Lessons will be learned from the shock suffered by pension funds during recent market volatility, according to the boss of a regulator.
Charles Counsell, chief executive of the Pensions Regulator (TPR), said the speed at which bond yields rose in a short period was beyond what was thought “reasonably plausible”.
Earlier this fall, the Bank of England had to step in to quell market chaos following the mini-budget, amid fears for some defined benefit (DB) pension funds.
Liability Driven Investing, or LDI, strategies are used as a tool to manage risk and ensure that pensions are paid when due. The strategies use collateral, such as government bonds, called gilts, to raise funds. But funds can be left exposed to sudden market moves – as seen after the mini-budget.
Mr Counsell told the House of Lords Industry and Regulators Committee: ‘What we had collectively been looking for was the extent to which pension schemes and indeed LDI funds would be able to withstand the a shock, being able to withstand increases in bond yields.
“Usually that meant testing him at something like 100 basis points.
“What happened was an increase in bond yields way above that.
“It was about 150 basis points in less than three days and it was an extraordinary shock and far wider than anything we expected, beyond what we thought was reasonably plausible.”
When asked why only a small level of upside had been anticipated, he replied: “It’s the upside velocity that’s at the heart of it…bond yields have been rising throughout the year and we were clearly aware of it…

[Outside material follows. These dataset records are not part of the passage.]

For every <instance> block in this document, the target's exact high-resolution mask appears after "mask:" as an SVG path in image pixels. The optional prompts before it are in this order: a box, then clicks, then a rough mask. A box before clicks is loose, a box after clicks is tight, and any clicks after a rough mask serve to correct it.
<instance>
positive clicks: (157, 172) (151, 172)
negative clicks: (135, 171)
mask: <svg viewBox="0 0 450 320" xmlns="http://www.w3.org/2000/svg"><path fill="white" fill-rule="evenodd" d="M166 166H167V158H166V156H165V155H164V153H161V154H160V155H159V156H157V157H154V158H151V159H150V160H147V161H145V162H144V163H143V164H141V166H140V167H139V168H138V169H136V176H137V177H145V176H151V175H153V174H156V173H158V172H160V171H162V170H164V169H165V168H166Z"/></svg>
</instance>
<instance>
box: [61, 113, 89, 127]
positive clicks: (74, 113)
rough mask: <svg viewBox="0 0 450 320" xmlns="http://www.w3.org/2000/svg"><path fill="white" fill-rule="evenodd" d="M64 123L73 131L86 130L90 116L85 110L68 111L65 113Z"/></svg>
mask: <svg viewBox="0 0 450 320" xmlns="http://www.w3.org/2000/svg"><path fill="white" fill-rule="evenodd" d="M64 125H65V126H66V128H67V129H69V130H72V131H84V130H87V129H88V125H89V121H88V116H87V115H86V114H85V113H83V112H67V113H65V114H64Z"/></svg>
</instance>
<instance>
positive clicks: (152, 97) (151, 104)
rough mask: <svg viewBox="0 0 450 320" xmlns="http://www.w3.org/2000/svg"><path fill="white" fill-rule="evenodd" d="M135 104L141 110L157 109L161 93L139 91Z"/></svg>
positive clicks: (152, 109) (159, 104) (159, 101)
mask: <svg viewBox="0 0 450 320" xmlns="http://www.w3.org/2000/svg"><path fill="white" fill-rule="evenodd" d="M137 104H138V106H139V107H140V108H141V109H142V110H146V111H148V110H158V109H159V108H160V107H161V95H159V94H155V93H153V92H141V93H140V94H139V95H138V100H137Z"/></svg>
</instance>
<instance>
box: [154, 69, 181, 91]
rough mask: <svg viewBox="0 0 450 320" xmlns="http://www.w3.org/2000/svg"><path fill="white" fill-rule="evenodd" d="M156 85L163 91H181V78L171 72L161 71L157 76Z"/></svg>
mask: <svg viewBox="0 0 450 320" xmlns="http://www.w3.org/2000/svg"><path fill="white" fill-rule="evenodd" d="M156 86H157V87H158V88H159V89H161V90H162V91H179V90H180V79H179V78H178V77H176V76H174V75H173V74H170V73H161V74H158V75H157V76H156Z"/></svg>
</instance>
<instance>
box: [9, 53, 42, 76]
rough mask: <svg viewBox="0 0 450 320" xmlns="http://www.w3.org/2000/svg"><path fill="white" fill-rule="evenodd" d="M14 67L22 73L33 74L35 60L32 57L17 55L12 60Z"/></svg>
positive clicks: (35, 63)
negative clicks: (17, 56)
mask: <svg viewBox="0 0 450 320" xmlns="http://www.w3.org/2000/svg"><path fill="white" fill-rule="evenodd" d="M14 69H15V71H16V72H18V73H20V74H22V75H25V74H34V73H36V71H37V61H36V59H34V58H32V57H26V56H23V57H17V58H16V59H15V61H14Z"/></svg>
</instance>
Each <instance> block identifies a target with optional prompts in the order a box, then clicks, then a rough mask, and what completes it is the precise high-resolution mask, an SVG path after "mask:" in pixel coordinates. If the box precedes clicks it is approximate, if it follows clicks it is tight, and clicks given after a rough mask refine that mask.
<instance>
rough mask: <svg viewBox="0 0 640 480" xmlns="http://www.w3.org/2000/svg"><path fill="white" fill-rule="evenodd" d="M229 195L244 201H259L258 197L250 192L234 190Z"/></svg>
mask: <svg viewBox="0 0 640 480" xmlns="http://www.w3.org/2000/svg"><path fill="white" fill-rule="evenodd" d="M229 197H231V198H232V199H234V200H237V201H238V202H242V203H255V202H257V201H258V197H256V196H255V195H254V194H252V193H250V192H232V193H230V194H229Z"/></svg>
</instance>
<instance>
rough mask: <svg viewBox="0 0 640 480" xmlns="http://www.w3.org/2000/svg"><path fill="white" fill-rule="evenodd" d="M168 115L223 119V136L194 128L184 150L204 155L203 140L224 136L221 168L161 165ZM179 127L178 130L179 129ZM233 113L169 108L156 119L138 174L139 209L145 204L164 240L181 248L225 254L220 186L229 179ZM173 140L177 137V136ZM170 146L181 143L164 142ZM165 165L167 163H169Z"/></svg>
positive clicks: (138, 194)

“But it’s not the fact that they’re going up that’s caused the liquidity issues that have arisen within the funds, it’s the rate at which they’ve gone up in a very short period of time.
“And that was that was the real difference between what we had seen before and what actually happened.”
Mr Counsell added: “Obviously it happened, I mean there’s no getting away from the fact that it happened, and now we have to see what lessons need to be learned and what that we need to change accordingly.”
He said immediate work needs to focus on “the extent to which there are enough safeguards in the system to be able to withstand shocks such as this”.
That could mean having a stronger buffer in case of very sharp moves in bond yields, the committee heard.
Mr Counsell added: “On reflection, we didn’t have as much data on this as we might like to have…it’s clearly an area we’ll be really focusing on.”
He told the committee that the LDIs have been “a useful vehicle” for pension plans.
“A system’s ability to hedge itself is really important,” he said.
Nikhil Rathi, chief executive of the Financial Conduct Authority (FCA), told the hearing that work needs to be done among non-banks, including pension funds, around detailed planning of what happens next. would pass in a situation where they would fail.
He said: “In banking we have a stress test, but then we have a resolution regime.
“So we need detailed planning for, if you pass the stress test, how the system would fare and how you would fail.
“This work needs to be done in the non-banking space, not just in pension funds, but I think in the non-banking space.”